Motherwort’s scientific name, Leonurus cardiaca, (‘Leonurus’ as in ‘lion’ and ‘cardiaca’ as in ‘heart’) truly lives up to its name as being lion-hearted. I put this herb in formulas or by itself to help people gather courage, gumption, more strength, decisiveness and conviction coming through the solar plexus. That’s where a lot of our vow and movement forward comes from. This herb helps us stand place and hold our ground.

Motherwort is superlative cardiovascular medicine, especially if we hold tension there, experiencing tightness in the chest, or heart palpitations.

Motherwort uses for the female reproductive system

Motherwort is profoundly important for female reproductive complaints and menstrual irregularities, especially where there’s tension and emotional issues that are connected to it. Whether it’s amenorrhea or dysmenorrhea, it doesn’t matter. More what matters is that there is an accompanying emotional or a nervous system component and then it becomes even more useful.
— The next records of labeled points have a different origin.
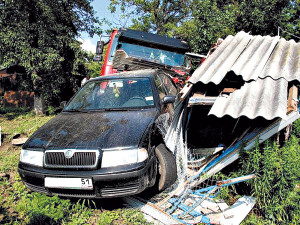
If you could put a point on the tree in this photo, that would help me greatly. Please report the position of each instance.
(41, 37)
(159, 16)
(210, 21)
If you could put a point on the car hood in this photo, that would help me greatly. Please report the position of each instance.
(105, 129)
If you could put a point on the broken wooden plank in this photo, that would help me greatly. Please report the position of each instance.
(232, 154)
(292, 99)
(151, 210)
(200, 99)
(206, 151)
(185, 91)
(238, 211)
(228, 90)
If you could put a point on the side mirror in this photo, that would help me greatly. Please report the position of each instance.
(99, 47)
(168, 99)
(99, 51)
(63, 104)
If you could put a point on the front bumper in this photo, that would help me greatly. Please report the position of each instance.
(123, 181)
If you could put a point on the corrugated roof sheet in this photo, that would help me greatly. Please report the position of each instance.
(264, 97)
(265, 63)
(251, 57)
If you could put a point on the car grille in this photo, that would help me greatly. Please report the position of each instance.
(75, 159)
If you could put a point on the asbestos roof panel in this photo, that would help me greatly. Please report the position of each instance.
(284, 61)
(251, 57)
(265, 97)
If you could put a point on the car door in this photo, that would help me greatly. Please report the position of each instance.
(165, 87)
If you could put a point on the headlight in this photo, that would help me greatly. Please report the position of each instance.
(32, 157)
(120, 157)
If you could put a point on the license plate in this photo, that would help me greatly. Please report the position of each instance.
(69, 183)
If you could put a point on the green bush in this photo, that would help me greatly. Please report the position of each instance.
(277, 187)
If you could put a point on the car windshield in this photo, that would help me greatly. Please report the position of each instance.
(153, 54)
(113, 94)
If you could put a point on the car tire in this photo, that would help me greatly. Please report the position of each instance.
(167, 170)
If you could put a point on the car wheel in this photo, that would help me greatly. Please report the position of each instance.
(167, 170)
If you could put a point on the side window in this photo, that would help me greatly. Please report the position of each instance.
(160, 87)
(169, 85)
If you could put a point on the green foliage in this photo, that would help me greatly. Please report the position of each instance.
(277, 187)
(159, 16)
(202, 22)
(126, 216)
(209, 23)
(41, 37)
(38, 208)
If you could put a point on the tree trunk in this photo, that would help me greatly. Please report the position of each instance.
(39, 105)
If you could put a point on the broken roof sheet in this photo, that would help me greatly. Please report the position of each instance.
(264, 97)
(251, 57)
(265, 63)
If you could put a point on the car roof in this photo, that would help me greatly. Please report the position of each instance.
(135, 73)
(158, 40)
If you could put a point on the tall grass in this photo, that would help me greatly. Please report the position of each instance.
(276, 189)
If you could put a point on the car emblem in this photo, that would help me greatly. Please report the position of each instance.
(69, 154)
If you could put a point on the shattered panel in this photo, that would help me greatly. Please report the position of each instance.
(252, 61)
(251, 57)
(265, 97)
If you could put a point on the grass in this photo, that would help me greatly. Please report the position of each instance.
(21, 206)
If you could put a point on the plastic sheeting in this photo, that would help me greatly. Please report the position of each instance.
(266, 64)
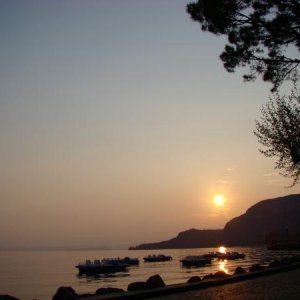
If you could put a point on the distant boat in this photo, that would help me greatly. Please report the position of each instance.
(157, 258)
(98, 267)
(126, 261)
(211, 255)
(230, 255)
(284, 246)
(195, 261)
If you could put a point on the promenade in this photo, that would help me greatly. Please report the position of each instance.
(279, 286)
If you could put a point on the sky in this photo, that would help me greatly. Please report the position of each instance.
(119, 124)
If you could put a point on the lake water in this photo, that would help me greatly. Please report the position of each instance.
(37, 274)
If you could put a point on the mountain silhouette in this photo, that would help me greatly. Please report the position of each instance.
(267, 222)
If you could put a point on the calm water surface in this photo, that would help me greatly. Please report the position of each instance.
(37, 274)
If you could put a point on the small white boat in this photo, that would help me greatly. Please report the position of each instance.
(230, 255)
(195, 261)
(157, 258)
(126, 261)
(98, 267)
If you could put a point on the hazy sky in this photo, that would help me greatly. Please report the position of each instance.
(118, 124)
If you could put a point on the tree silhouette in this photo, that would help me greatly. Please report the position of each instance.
(259, 34)
(279, 131)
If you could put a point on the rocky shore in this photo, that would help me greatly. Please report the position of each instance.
(154, 286)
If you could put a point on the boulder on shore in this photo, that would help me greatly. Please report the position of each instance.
(155, 282)
(65, 293)
(137, 286)
(256, 268)
(109, 290)
(194, 279)
(239, 270)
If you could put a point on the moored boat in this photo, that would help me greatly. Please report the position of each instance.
(230, 255)
(126, 261)
(157, 258)
(98, 267)
(195, 261)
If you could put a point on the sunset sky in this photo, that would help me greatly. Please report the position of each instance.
(119, 125)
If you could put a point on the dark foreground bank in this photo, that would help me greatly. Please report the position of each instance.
(278, 280)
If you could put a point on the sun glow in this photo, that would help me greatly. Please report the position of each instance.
(219, 200)
(222, 249)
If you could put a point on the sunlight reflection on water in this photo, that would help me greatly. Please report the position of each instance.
(38, 274)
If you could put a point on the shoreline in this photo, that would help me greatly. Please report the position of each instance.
(182, 288)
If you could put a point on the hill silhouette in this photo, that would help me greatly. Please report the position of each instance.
(269, 221)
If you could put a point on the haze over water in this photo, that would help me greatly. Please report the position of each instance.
(31, 275)
(119, 125)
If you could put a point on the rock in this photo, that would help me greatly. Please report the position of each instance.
(8, 297)
(155, 282)
(239, 270)
(137, 286)
(220, 274)
(194, 279)
(256, 268)
(275, 264)
(109, 290)
(65, 293)
(208, 276)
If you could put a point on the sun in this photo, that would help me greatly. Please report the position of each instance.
(219, 200)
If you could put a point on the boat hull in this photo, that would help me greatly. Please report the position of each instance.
(101, 269)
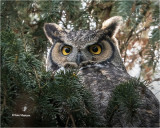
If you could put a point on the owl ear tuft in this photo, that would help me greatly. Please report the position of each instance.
(112, 25)
(53, 32)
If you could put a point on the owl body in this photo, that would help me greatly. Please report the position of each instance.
(95, 54)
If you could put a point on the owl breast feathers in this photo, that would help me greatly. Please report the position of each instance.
(96, 55)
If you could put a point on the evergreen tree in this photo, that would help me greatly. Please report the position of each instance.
(61, 99)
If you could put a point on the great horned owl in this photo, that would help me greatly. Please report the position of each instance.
(96, 55)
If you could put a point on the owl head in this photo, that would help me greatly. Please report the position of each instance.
(83, 47)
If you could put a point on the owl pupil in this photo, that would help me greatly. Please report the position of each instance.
(95, 49)
(67, 50)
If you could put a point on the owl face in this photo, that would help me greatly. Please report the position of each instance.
(83, 47)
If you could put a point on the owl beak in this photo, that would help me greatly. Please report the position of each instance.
(79, 58)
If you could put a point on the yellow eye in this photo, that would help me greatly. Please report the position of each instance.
(66, 50)
(95, 49)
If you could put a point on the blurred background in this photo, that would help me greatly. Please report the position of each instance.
(24, 46)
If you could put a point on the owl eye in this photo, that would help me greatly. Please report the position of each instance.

Motherwort uses as a medicinal tincture

I’m going to take this medicine, strip all the leaves off, remove the flowers and make tincture from it. I don’t really make glycerite from this plant because it’s not tasty at all, and it’s not a children’s medicine. It’s more for adult nervous system complaints.
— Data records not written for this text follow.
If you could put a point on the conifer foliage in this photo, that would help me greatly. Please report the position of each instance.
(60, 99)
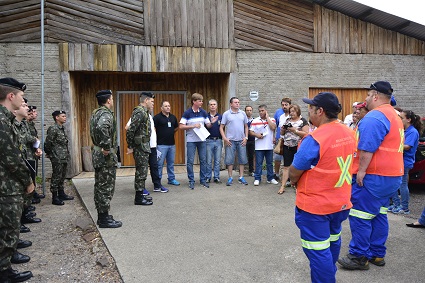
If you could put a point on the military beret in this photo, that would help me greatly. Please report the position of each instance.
(31, 108)
(58, 112)
(103, 92)
(148, 94)
(10, 82)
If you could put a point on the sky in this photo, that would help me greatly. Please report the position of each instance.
(412, 10)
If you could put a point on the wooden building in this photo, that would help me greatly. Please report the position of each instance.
(219, 48)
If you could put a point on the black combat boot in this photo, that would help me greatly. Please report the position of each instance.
(140, 199)
(12, 275)
(63, 196)
(107, 221)
(25, 219)
(18, 258)
(56, 200)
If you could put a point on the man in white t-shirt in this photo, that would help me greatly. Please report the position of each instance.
(262, 128)
(349, 118)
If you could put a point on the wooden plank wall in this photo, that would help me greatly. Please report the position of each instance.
(274, 25)
(346, 97)
(131, 58)
(194, 23)
(20, 21)
(85, 85)
(335, 32)
(88, 21)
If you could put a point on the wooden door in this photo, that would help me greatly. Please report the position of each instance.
(127, 102)
(346, 98)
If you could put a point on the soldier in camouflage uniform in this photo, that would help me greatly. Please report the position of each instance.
(26, 145)
(15, 179)
(138, 139)
(56, 148)
(32, 116)
(103, 132)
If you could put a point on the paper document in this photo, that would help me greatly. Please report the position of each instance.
(202, 133)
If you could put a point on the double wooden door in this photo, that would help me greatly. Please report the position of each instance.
(126, 103)
(345, 96)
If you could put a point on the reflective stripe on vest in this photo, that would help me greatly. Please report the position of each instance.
(320, 245)
(383, 210)
(345, 174)
(361, 214)
(335, 237)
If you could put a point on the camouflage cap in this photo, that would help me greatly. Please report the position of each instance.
(58, 112)
(11, 82)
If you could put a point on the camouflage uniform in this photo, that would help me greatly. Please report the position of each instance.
(26, 141)
(14, 179)
(103, 132)
(56, 146)
(138, 138)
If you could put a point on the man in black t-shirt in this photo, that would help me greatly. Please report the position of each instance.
(166, 125)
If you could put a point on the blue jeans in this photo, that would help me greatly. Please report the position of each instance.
(202, 152)
(404, 192)
(422, 218)
(259, 156)
(168, 153)
(229, 158)
(321, 229)
(214, 148)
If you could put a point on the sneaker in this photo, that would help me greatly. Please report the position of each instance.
(191, 185)
(379, 261)
(273, 181)
(351, 262)
(205, 185)
(242, 181)
(391, 207)
(174, 182)
(400, 210)
(162, 190)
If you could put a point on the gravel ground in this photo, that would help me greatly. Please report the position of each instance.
(66, 245)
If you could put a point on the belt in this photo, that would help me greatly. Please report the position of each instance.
(98, 148)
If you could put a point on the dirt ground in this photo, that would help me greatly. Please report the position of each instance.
(66, 246)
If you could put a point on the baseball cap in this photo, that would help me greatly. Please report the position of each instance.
(11, 82)
(361, 105)
(326, 100)
(382, 87)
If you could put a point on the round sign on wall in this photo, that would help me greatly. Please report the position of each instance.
(253, 95)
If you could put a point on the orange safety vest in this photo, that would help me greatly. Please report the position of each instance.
(326, 188)
(388, 159)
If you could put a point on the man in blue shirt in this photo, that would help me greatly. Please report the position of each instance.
(195, 118)
(380, 167)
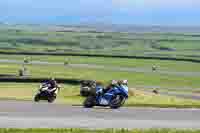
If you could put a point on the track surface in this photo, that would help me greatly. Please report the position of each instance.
(43, 115)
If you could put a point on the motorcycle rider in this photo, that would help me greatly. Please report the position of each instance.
(107, 88)
(52, 85)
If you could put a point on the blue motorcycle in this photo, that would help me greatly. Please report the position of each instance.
(114, 97)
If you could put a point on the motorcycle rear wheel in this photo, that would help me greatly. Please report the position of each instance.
(117, 102)
(89, 102)
(37, 98)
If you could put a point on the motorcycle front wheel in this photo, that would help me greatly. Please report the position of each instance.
(37, 98)
(117, 102)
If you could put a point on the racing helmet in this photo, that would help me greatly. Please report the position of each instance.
(125, 82)
(114, 82)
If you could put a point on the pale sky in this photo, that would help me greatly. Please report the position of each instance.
(144, 12)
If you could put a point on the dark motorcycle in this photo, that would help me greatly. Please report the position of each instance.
(45, 93)
(114, 98)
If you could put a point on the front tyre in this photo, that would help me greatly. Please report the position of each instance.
(117, 102)
(89, 102)
(37, 98)
(51, 99)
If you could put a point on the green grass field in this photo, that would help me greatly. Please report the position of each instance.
(180, 45)
(70, 95)
(136, 79)
(97, 131)
(29, 39)
(173, 66)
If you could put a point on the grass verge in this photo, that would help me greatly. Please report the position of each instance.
(70, 95)
(97, 131)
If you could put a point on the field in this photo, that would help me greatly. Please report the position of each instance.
(96, 131)
(170, 75)
(184, 45)
(69, 94)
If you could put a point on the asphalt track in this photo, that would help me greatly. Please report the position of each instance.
(43, 115)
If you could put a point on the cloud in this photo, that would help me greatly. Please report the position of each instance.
(155, 3)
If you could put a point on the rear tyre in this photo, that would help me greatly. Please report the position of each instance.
(89, 102)
(51, 99)
(37, 98)
(117, 102)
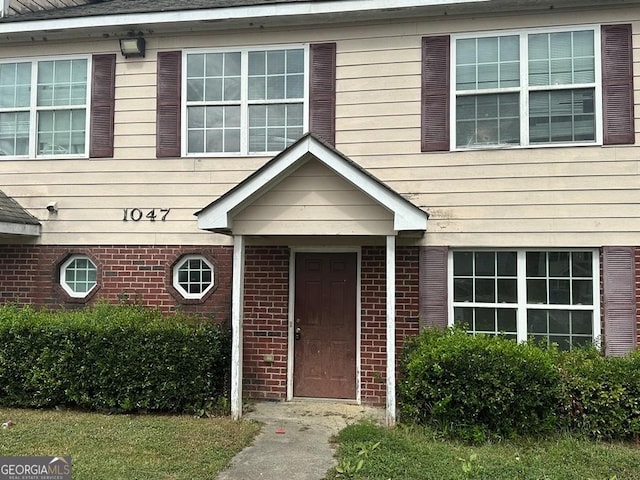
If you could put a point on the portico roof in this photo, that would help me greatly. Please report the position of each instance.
(15, 220)
(219, 215)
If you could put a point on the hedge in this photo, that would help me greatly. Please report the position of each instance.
(601, 395)
(477, 388)
(480, 388)
(111, 358)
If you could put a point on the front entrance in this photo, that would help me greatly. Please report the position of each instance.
(325, 325)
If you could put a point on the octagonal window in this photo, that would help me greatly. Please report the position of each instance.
(78, 276)
(193, 276)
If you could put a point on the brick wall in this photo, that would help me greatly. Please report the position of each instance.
(141, 274)
(374, 357)
(266, 311)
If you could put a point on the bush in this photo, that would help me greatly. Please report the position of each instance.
(601, 395)
(114, 358)
(478, 388)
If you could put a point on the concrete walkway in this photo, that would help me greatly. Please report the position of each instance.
(294, 443)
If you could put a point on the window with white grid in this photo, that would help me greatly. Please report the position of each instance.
(43, 107)
(548, 296)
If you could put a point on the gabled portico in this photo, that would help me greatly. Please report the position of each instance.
(309, 193)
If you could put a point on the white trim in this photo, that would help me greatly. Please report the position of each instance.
(33, 109)
(524, 89)
(521, 306)
(219, 214)
(306, 9)
(243, 102)
(9, 228)
(62, 274)
(291, 321)
(237, 313)
(176, 281)
(391, 330)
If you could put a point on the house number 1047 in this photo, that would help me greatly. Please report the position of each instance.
(135, 214)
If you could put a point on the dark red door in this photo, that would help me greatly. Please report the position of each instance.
(325, 322)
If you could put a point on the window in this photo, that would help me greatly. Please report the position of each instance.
(527, 88)
(244, 101)
(43, 107)
(193, 276)
(78, 276)
(550, 296)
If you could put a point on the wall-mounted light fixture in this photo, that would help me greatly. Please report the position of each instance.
(132, 47)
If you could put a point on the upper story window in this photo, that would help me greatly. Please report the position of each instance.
(244, 101)
(43, 107)
(529, 88)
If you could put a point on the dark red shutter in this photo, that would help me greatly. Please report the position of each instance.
(322, 91)
(435, 94)
(168, 104)
(617, 85)
(103, 88)
(619, 299)
(433, 287)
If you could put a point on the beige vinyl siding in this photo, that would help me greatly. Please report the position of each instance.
(522, 197)
(314, 201)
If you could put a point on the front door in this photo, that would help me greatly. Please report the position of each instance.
(325, 325)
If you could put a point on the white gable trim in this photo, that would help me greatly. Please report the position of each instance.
(9, 228)
(267, 11)
(218, 216)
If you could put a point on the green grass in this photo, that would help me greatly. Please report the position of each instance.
(408, 453)
(127, 447)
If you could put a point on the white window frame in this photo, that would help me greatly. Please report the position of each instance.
(33, 108)
(524, 89)
(521, 305)
(63, 282)
(244, 101)
(176, 282)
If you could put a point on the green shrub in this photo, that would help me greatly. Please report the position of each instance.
(115, 358)
(478, 388)
(601, 395)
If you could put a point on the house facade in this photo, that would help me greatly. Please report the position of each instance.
(357, 169)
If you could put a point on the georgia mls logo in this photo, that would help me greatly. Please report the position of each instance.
(35, 468)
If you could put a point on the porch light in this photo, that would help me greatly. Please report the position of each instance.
(132, 47)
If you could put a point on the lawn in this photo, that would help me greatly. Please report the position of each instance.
(123, 447)
(417, 453)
I gather motherwort every year because I use it a lot. It’s one of these herbs that is for the times. Like I mentioned earlier, it’s valuable for irritability, constraint, spasmodic holding patterns and nervous system issues, all of which are an epidemic in our culture right now. Let’s face it, the world isn’t in a very harmonious, smooth place and people have to keep on keeping on, toeing the line, and holding it together. That takes effort and the nervous system has to cover all of that. Motherwort really helps to ease nervous system flow and qi. Imagine health as being free-flowing qi through all of your channels without impediment. Motherwort helps to release and relieve the impediments, especially when it goes to the heart, digestion, or the female reproductive system.

Steven Buhner also speaks about motherwort uses for enlivening all the way down to the mitochondrial level. It helps mitochondria work better and utilize oxygen better. This means that if you’re looking for something on a deep level for “get up and go” but not through the adrenals, and you’re feeling that you are stuck there, then motherwort might be a very handy herb in formulas along that line.

Motherwort uses to be careful with

One of the downsides of motherwort for some people, as is also the case with lemon balm, is that it depresses thyroid function a bit. If you have hypothyroidism, you may want to think twice about using motherwort. If you’re already on medication for hypothyroidism, then it doesn’t matter. The amount of motherwort will not impede the dominating strength of the medication. If you’re looking to put more than one herb in a formula for nervous system complaints and you wanted to mix motherwort and lemon balm together, know that the two of them together are going to have a compounding effect on lowering thyroid function. If on the other hand you have hyperthyroidism, then have at it.